1997-2001 Insurance Company ALDAGI - Marketing and PR consultant.

1999-2002 Fund for Preservation of Cultural Heritage of Georgia (Joint Program by World Bank)- Head of the Department for Sociology and Social Evaluation.
2002-2003 Fund for Preservation of Cultural Heritage of Georgia (Joint Program by World Bank)- Project Development Manager, Head of the Department of Social Evaluation and PR.

At various times he was a consultant for various televisions: tv-9, "iberia", tv "Mze", tv Imedi. He was also a consultant to the State Television and Radio Corporation for Sociological Surveys. In 2005-2007 he was a member of the TV Imedi Arts Council.
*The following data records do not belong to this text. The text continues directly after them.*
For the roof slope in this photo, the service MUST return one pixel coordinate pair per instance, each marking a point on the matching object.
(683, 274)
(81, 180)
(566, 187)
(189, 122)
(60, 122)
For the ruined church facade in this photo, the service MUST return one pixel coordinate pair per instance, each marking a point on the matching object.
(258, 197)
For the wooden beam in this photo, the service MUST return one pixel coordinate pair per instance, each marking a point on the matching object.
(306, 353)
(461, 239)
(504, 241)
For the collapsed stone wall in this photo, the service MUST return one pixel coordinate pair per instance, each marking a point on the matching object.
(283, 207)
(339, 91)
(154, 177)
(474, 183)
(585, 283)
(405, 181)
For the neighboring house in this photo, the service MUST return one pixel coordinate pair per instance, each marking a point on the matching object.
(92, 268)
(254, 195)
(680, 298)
One of the first who started the publication political ratings of the media in Georgia. 

Specializes in public relations and the influence of psychological factors on the communication processes, nonverbal communications (body language training) and image making.

Since 1990, is engaged in consulting for business, media and public organizations, political parties and political leaders. 2003 -2008 was CEO of the Badri Patarkatsishvili's charity foundation and head of charity project supporting the children with leukaemia).  On 7 November 2007, during the massacre of tele company "Imedi", he was inside the "Imedi" building, where he became a victim of violence and abuse (https://gurianews.com/?p=709372). Producer and author of idea of the documentary film Day at Home (One Day Shin) . In 2008, after the death of Patarkacishvli, he was under a repression. 

Chakhnashvili was born on 30 March 1957, in Tbilisi, Georgia. His father is Shalva Chakhnashvili, a Physiologist Professor and his mother is Gulnara Gugushvili – a Biologist, Teather. He finished 55th middle school of Tbilisi. In 1974 was enrolled at Sports Academy in Tbilisi, on the faculty of Sport Journalism.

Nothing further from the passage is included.